I'm sorry Craig, I'm going to have to disagree with you

. I run a desktop system and a laptop, both with a 32 bit system install of windows, and the available RAM is around 3.4GB with windows10 installed (I am truly amazed by Windows10 the more I use it). Both systems wake up like they've have a double shot coffee every morning and Sonar has very few issues unless I try to add too many DSP's.
Only last month I finished a song that had several takes of electronic drums, keyboard, bass and guitar. It had 4 vocalists that had over 12 separate takes on two of those vocals. So, a total of over 30 tracks with EQ, compression and reverb on most of those. There is also DSP on the busses, including the master. I run a Roland OctaCapture and often use up to 6 inputs when recording acoustic piano and vocals together. The OctaCapture has it's own reverb which doesn't get printed to the track when recording.

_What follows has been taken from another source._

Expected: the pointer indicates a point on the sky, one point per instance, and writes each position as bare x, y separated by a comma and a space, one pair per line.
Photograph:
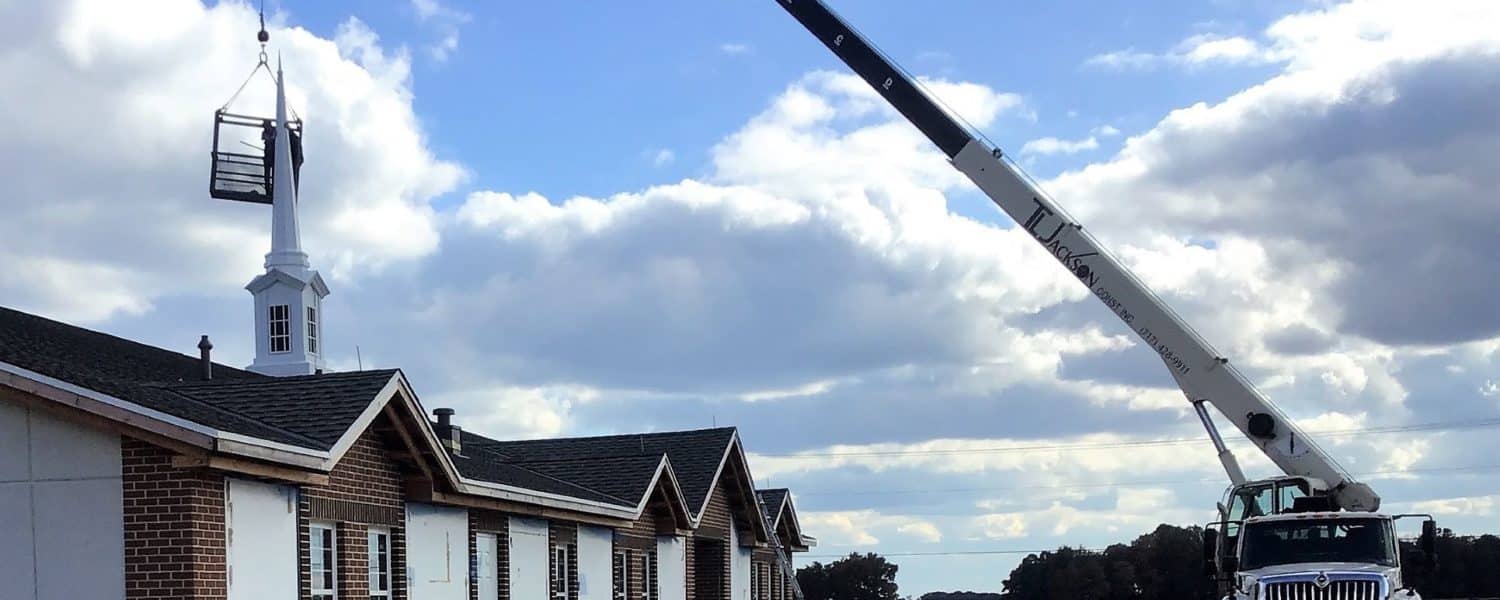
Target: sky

How Sonar performs is almost entirely up to the setup of the computer system and Sonar itself. It can take some time to get your computer functioning well with any large, sophisticated software environment, but when you do, it should give you hours of trouble free use. I have no doubt the OP is pulling his hair out with an issue that has at some stage plagued many of us, but with a little help and some experimentation I'm sure they can achieve a stress free recording environment. I hope they can use some of the great ideas put forward here and end up with a system that serves them well.